Gandikota Sarva Lakshmi is an Indian cricket match referee and a former domestic cricketer and coach. She was a right-handed batter and right-arm fast-medium outswing bowler.

Lakshmi became the first woman to be appointed to the International Cricket Council's International Panel of Match Referees on 14 May 2019. The first match that she refereed was played between England and Australia.

==Early life==
Lakshmi was born to a Brahmin family in Rajahmundry, Andhra Pradesh on 23 May 1968. She grew up in Jamshedpur where her father worked for the Tata Engineering and Locomotive Company (now Tata Motors). Lakshmi began playing cricket in Tata Nagar. She was initially denied admission to the Jamshedpur Women's College in 1986 due to her "terribly poor marks" in 10th board examinations. However, her father requested her to tryout for the college's sports quota. She was able to secure admission to Jamshedpur Women's College who felt that she could be their frontline fast bowler. She moved to Hyderabad in 1989 after securing a job with South Central Railway and subsequently began playing for the South Central Railways cricket team.

==Career==
Lakshmi played for several domestic teams including Andhra Women, Bihar Women, Railways Women, East Zone Women and South Zone Women between 1989 and 2004. Lakshmi got married in 1991. She received a call-up to the Rest of India team on her wedding day but chose to take a sabbatical from cricket. She returned to cricket with the South Central Railways team and helped them win the inter-Railways title for the first time in 1995. She was selected in the squad for the India women's national cricket team's tour of England in 1999, but was not selected in the playing eleven in a single match during the tour. Lakshmi retired from cricket in 2004.

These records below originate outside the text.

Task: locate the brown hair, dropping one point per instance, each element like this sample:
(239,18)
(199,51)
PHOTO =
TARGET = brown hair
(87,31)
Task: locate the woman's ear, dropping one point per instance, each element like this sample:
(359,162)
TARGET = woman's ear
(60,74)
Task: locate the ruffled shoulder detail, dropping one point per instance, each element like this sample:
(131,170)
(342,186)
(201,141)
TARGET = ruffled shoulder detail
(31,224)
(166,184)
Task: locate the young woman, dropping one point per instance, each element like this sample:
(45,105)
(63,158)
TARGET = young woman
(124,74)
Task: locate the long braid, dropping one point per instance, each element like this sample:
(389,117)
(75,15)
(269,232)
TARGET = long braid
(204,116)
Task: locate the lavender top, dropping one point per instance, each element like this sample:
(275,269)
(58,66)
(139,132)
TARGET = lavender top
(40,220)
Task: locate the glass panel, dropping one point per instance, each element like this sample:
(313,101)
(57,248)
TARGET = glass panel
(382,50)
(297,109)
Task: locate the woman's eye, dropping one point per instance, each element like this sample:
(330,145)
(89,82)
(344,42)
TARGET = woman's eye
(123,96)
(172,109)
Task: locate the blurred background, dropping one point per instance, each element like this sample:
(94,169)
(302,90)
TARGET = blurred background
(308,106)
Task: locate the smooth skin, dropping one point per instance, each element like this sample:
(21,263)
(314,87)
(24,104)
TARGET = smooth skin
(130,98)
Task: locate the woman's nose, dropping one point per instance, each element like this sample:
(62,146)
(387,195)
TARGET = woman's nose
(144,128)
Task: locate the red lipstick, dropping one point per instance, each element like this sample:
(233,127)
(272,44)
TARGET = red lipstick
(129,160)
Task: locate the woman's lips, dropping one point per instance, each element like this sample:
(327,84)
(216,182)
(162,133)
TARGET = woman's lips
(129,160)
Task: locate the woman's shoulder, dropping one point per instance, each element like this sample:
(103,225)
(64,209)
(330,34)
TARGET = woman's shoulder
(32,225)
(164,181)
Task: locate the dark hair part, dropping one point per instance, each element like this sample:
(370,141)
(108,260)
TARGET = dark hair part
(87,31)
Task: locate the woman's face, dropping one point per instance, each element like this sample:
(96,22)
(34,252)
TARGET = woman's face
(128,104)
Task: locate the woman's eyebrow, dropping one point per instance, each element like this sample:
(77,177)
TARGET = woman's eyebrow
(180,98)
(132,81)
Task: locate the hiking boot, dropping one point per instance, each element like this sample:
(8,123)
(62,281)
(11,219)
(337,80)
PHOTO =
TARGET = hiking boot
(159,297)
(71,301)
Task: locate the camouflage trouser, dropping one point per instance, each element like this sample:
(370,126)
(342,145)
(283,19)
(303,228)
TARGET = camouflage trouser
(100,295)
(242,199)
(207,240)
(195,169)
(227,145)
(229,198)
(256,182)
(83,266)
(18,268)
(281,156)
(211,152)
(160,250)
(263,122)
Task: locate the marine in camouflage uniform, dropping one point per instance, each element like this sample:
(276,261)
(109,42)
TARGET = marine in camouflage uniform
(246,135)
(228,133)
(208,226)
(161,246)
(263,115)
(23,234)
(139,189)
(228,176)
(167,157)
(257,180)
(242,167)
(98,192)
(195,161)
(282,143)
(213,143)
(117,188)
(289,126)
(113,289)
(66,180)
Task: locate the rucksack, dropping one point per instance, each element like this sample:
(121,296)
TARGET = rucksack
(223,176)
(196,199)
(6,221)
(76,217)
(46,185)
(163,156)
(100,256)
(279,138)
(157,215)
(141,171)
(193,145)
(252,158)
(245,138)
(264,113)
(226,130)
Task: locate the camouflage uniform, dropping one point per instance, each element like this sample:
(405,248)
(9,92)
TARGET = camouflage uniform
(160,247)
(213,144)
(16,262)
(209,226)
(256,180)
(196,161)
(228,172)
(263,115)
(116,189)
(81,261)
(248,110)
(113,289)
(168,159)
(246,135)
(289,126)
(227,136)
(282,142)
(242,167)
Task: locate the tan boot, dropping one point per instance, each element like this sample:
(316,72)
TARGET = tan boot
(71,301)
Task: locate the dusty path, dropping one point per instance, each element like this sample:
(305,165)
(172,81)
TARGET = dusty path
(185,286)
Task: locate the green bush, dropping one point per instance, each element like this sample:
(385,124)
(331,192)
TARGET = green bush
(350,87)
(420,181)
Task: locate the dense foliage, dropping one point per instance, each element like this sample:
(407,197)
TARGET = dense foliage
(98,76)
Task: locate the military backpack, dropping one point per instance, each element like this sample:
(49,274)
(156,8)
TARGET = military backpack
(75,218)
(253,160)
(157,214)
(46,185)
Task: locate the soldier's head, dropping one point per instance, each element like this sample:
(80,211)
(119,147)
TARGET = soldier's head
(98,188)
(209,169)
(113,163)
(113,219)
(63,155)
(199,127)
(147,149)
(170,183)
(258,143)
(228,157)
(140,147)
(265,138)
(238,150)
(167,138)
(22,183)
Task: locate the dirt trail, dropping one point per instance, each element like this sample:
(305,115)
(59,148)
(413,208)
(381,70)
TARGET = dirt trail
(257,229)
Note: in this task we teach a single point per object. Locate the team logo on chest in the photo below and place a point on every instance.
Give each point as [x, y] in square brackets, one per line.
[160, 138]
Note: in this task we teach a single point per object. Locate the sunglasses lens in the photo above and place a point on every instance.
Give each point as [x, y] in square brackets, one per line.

After her retirement, Lakshmi served as coach of the South Central Railways team until 2014. Lakshmi first officiated as a match referee in domestic women's cricket in the 2008–09 season. She was among a group of five female referees who made their debuts during the season after the Board of Control for Cricket in India (BCCI) allowed female referees for the first time in domestic cricket. Lakshmi was the only one among the group to have not played for the India national team. She was among five female candidates shortlisted through the BCCI's qualification exam for match referees in 2014. Subsequently, she was permitted to officiate boys' and men's domestic games. Lakshmi issued her first Code-of-Conduct penalty in a match between UP and Bengal in the under-19 Cooch Behar Trophy. The BCCI recommended her for appointment to the ICC International Panel of Match Referees in 2018.

Lakshmi was the match referee for all four matches of the 2019 Women's T20 Challenge. She was the first woman to be appointed to the ICC International Panel of Match Referees on 14 May 2019. She was one of the three match referees for the 2019 ICC T20 World Cup Qualifier tournament in the United Arab Emirates, becoming the first woman to be named as a referee at an ICC event. In December 2019, she was named as the match referee for the opening match of the 2019 United Arab Emirates Tri-Nation Series, becoming the first woman to oversee a men's ODI match.

In September 2024 she was named as part of an all-female officiating group for the 2024 ICC Women's T20 World Cup.